Anyone speak spanish?

While reading All the Pretty Horses, Blood Meridian, and now No Country for Old Men, I noticed that McCarthy includes dialogue written in Spanish. When I first saw this in All the Pretty Horses it kind of threw me off. I would understand some words but usually I didn't know what the character was saying. Eventually I got used to it and just skimmed past it. Did anyone else wonder what the dialogue translated to? I was surprised McCarthy included so much of it because he had to have known that a lot of the people reading the books wouldn't know Spanish. Do you think he did this for a specific reason or did he just want to make the books more realistic?


  1. Justin,

    I didn't really have too much trouble with it. I don't speak Spanish, but Italian's close enough that I have a pretty good idea of what's going on. Usually the conversation is pretty much what you would imagine it would be with the context of what's going on in english. If you get too distracted by it look up the key words at

    I think that it's in there for realism. They're in Mexico. Somebody's going to be speaking some Spanish even though we've been dealing primarily with Americans in this country. I think it also does a good job, though, of pointing out that the English speakers are the outsiders.

  2. Justin,
    Here are some sites to help you translate these passages. I speak some Spanish as well, so I'd be happy to help you if you can't figure them out.

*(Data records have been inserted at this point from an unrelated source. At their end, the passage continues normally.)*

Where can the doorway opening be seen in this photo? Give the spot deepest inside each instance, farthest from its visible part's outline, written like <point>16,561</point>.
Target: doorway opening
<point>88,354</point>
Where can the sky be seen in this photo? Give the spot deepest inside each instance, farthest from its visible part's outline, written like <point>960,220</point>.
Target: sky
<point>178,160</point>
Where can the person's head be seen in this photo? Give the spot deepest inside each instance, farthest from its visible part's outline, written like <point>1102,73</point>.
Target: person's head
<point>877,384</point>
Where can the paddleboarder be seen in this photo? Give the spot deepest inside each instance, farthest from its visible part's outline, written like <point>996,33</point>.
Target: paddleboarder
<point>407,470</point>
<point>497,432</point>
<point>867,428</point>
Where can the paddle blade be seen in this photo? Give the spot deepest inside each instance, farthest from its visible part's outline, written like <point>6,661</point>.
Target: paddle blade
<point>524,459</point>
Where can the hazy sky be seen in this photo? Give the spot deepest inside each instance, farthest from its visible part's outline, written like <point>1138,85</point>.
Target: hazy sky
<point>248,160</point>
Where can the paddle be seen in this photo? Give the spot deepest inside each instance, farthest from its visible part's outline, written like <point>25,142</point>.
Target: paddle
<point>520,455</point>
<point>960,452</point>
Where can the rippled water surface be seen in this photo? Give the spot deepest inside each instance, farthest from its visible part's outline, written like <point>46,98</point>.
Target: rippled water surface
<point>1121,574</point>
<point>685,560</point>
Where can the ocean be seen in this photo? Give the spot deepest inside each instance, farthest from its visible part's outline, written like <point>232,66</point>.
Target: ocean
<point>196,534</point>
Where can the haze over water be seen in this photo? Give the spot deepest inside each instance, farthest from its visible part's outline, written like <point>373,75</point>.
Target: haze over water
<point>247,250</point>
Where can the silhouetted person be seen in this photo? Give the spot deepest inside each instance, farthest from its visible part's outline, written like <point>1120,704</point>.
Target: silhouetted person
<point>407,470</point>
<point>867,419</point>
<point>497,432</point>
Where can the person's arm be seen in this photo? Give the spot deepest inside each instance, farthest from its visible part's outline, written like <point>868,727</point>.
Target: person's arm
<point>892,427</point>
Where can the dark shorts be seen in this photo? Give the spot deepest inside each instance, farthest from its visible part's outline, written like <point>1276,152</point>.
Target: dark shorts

    I'm sure that the Spanish is in there to make the novel seem more authentic and help set the scene for the reader. For me, it helps transport me across the border into Mexico and feel as if I'm on the journey with the characters. I also agree with Rebecca that it makes the English-speaking Americans appear to be the "outsiders" even though they are the focus of the novels.

  3. Wow! I am glad that someone has finally brought this up. I had a conversation with a friend about this very subject. I have a BA in Spanish and he is Puertorican, so obviously we both understand all of the Spanish. I asked him if he thought it would matter if they just gave some indication that it was Spanish being spoken, but put it in English. What I mean by this is that I read a book for an Asian American Lit class that was a graphic novel about Chinese and Chinese American teens. In some of the dialogue they used brackets to indicate that Mandarin was being spoken, but the text was in English. My question to him was: "Which is better?"
    I kept wondering myself as to whether the non-Spanish fluent person loses a lot by not understanding everything. Do you miss out on enough that you are adversely affected? No. Would you gain more understanding or perspective if you could read it? I don't know, but honestly I don't think so. I think that what I found is that at most points things were clarified enough in English to avoid the reader having any confusion. There are still some instances that the non-Spanish reader will miss out on some action or interaction that takes place. I guess if you can answer yes to the question: Did you understand the novel and enjoy it? Then the Spanish doesn't matter.
    A side note: When I was looking into this issue as a possible paper topic, I googled spanish all the pretty horses, and you get several websites dedicated to providing you with the translations of the spanish passages. Good luck!